Hardly anyone from the community can get a job—but they are always hiring new white people we’ve never seen before. This manager even put his relation on as a ‘night patrol’ officer. He has no idea how to deal with our community. He just drives the ‘night patrol’ vehicle around in circles and calls the police as soon as there’s any trouble.

Rubbing salt in these wounds is the ‘new’ CDEP, which forces people to work for their ‘income managed’ Centrelink payments. One of the catalysts for the Gurindji strike in 1966 was the demand for equal wages. Now they find themselves working for rations again.

I met Peter Inverway (PI) on a trip to Gurindji country in April 2010. He was a proud worker who had numerous certificates and had traveled extensively gaining work and experience on major mining and construction projects across the Northern Territory. Now back in the community, with no proper work on offer from the shire, he was caught up in a ‘new’ CDEP project, doing construction and renovations on an old power station at Kalkaringi to turn it into an Arts Centre.

PI was doing twenty-four hours a week on the project to receive his Centrelink payments. This worked out to approximately $4.50 cash per hour, plus $85 a week in his BasicsCard. As compensation for working more than the legally required hours (16 per week for CDEP participants), PI was provided with some vouchers for the local store.

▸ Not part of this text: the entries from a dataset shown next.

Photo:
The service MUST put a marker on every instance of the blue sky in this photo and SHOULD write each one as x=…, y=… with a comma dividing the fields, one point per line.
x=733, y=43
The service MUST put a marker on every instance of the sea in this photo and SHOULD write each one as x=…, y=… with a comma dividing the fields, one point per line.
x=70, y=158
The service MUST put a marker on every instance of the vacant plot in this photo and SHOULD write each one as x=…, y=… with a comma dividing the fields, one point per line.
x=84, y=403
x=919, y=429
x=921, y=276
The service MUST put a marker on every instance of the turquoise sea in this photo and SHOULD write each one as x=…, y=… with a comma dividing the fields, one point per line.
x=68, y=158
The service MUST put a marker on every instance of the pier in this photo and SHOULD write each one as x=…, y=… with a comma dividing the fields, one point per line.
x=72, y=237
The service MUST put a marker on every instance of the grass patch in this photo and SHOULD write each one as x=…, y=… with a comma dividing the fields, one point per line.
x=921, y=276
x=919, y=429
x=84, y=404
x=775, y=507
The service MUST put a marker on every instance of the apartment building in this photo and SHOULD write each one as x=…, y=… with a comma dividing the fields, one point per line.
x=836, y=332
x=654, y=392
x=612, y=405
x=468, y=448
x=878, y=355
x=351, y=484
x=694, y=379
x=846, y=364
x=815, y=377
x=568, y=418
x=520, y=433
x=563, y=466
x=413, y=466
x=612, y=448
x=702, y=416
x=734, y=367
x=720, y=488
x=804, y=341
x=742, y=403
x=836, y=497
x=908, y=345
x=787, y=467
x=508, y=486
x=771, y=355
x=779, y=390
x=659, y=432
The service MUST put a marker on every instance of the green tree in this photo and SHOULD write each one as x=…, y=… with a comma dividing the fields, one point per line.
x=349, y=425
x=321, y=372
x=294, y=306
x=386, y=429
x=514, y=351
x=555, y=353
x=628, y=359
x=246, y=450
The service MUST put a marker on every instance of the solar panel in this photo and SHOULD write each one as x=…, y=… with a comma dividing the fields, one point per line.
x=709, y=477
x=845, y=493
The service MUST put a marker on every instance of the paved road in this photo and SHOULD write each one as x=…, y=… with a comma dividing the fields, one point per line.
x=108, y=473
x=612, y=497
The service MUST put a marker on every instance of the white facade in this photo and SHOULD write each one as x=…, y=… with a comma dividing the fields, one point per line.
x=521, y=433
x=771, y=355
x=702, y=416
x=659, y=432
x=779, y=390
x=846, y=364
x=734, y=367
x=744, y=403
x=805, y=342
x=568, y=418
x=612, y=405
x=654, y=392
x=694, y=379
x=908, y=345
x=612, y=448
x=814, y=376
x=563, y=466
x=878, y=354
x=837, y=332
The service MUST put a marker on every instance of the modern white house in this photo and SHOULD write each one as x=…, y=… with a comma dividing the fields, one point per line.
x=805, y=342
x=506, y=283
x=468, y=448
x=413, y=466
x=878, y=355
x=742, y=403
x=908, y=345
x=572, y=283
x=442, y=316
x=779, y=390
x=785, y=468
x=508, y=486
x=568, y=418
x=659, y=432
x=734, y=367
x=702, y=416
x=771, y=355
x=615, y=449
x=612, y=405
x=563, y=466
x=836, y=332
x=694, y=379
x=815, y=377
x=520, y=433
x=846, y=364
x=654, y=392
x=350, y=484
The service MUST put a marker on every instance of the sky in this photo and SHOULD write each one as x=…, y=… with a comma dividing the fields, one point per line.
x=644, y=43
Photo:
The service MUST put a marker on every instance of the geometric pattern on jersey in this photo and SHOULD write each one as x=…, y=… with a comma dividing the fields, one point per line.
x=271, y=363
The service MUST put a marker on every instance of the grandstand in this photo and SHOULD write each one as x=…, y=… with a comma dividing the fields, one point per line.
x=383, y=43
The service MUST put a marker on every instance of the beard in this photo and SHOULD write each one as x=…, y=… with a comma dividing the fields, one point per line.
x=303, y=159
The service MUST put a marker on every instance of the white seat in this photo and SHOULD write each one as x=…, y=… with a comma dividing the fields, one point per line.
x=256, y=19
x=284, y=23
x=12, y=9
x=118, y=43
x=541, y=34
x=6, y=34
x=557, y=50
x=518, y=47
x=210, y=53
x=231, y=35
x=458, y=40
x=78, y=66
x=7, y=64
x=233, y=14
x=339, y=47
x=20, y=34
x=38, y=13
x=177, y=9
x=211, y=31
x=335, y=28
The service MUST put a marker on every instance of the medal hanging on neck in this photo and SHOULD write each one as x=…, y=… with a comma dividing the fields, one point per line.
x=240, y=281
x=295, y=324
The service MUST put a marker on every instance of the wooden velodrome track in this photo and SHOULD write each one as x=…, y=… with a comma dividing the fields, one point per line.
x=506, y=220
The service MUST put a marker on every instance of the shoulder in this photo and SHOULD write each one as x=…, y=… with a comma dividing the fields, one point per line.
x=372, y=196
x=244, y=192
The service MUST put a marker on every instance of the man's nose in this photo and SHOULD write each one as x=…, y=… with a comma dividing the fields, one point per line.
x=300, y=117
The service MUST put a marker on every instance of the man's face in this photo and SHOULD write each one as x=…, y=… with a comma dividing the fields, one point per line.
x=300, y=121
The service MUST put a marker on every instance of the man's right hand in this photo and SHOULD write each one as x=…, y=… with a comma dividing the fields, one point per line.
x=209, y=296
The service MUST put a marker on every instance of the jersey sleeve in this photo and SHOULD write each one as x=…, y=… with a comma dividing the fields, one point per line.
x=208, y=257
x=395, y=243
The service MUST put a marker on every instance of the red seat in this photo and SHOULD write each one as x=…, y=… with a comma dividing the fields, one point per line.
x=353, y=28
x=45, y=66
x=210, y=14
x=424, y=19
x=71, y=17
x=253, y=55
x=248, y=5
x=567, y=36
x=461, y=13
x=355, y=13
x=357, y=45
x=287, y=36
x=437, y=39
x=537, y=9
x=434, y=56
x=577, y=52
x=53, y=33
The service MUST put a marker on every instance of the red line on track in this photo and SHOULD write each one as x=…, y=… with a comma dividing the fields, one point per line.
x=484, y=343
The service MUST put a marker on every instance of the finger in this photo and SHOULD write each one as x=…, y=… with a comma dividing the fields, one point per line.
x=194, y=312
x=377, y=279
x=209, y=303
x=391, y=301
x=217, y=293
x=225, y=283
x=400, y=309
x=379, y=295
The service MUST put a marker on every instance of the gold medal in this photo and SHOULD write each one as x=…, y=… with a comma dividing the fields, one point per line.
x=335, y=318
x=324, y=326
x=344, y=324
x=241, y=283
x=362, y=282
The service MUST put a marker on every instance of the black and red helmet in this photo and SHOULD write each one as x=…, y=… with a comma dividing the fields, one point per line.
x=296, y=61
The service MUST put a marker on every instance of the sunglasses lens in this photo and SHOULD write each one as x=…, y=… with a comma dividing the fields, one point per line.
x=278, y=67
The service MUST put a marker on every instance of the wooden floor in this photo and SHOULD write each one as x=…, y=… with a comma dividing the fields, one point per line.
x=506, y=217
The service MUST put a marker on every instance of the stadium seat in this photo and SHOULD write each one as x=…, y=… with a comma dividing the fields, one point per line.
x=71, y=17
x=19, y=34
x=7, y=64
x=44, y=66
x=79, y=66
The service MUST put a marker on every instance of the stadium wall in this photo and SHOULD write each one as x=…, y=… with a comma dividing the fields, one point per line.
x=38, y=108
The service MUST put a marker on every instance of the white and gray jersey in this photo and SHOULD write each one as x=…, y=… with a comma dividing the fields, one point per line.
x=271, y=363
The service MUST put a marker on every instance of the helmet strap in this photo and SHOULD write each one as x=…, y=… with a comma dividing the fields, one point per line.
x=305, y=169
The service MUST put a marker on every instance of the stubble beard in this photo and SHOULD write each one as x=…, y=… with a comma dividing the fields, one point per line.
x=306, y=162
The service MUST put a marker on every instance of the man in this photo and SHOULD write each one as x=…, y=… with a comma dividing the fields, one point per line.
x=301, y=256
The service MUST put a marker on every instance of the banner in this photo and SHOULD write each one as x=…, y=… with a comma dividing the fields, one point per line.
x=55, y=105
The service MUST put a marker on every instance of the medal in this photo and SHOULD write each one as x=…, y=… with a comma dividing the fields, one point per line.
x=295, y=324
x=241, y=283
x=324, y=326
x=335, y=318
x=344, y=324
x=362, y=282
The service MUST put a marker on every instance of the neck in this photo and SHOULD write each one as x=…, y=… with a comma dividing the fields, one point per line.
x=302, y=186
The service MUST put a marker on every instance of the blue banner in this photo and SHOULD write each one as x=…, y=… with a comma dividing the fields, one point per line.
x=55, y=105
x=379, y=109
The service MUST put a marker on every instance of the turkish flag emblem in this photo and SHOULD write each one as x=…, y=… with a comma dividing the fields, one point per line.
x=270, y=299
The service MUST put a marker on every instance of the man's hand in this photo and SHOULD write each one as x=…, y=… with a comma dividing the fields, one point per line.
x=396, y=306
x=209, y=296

Returning in March 2012, I was devastated to hear that PI was locked up in the Berimah prison. While in prison, PI said he had worked unpaid, very similar hours to CDEP, on a gang that cleaned up the streets of Darwin and even did yard maintenance in private houses.

Since the NTER there has been a 40 per cent increase in Indigenous incarceration, this in a jurisdiction with one of the highest incarceration rates in the entire world. A 2011 report by Thalia Anthony, Governing Crime in the Intervention found that the bulk of increased contact with the ‘justice’ system since 2007 had been related to motor vehicles. Indeed police investigation of driving offences in ‘prescribed areas’ had increased 250 per cent.

Fighting for survival

A key thesis of Howson’s is that self-determination is an idea that was imposed on Aboriginal communities. The tenacity of the Gurindji struggle from 1966 to the coming of Land Rights should be enough to dispel this, and the same spirit has been on display in Gurindji efforts to fight for their very survival in the face of the attempt to ‘bring down’ these gains.

A one-day strike at Kalkaringi in 2010 brought the plight of BasicsCard workers and the employment crisis to national attention, albeit briefly. Peter Inverway and other Gurindji workers have followed in the footsteps of Lingiari and toured southern cities and union workplaces to appeal for support. Leaders Jimmy Wave Hill, Maurie Ryan and John Leemans have led protests in Darwin. And on the 45th anniversary of the ‘walk-off’ in August 2011, visiting officials were greeted with protest banners and appeals from Gurindji elders for a second walk-off to challenge the Intervention.

Gus George described the intense feelings of loss and the need for resistance:

This Freedom Day we are talking up strongly and fighting the government. We got no rights to have a say in the community. Government took the community away. We had Aboriginal owned enterprise and all, but they took all the funding away. All missing. That’s true for every community in the Territory.

The full council of the Central Land Council also issued a statement: ‘We demand an apology from our governments for the terrible recent policies that encourage assimilation and ‘normalisation’—this amounts to cultural genocide’.

This deliberate attempt to destroy Aboriginal communities proceeds apace under the coming Stronger Futures legislation and funding regime which continues the moratorium on any waged employment program or significant investment for the vast majority of communities.

The Gurindji were only able to begin building a life at Daguragu through a dedicated campaign, involving mass mobilisations across the country. A movement on this scale is needed again to ensure its very survival—and put Vincent Lingiari’s vision of a thriving community on Aboriginal land back on the agenda.